With churches locking their doors to try to keep their parishioners safely cocooned in their houses, Sunday seems a good time to share some snapshots from churches taken during a fall trip to Naples.

Am including an assortment of saints to serve most any request. Perhaps Saint Sebastian, the protector against the plague, should be a logical choice? Depictions of saints painfully attaining martyrdom are included to remind us that this confinement is not so bad, particularly as we have internet to let us connect with one another and the world.

And am throwing in the body of one saint-in-waiting, the Venerable Giacomo Torno, lying in an incorrupt state since his death in 1609 as a reminder most aspects of Roman Catholicism remain mysterious and incomprehensible to me, an outsider admiring the art and architecture while always avoiding mass.

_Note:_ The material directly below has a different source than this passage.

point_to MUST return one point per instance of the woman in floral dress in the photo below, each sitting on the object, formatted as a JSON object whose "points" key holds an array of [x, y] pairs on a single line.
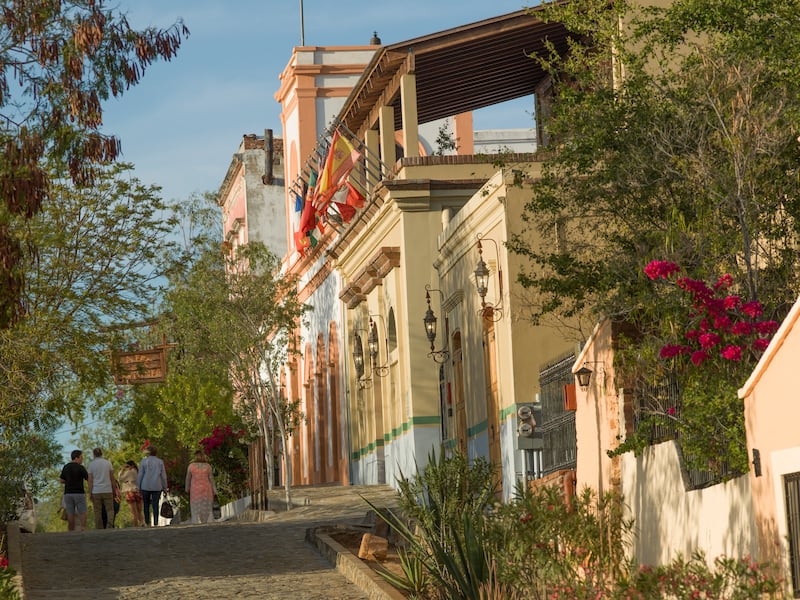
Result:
{"points": [[201, 488]]}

Postcard from Naples, Italy: No rest for the dogs

Always drawn to stone effigies of the elite who were wealthy enough to merit entombment in churches. These portraits carry so much more meaning than mere names and dates carved into headstones. They serve as permanent records of earlier fashions, both sartorial and hair. Falcons for the master; perhaps stitchery for the mistress.

Often the interred rest their heads as peacefully as possible on their extra-firm pillows, but what of the poor pooches, condemned to bear the weight of their masters’ feet for eternity? Guesses or knowledgeable responses about the reason for the dog footrests welcomed.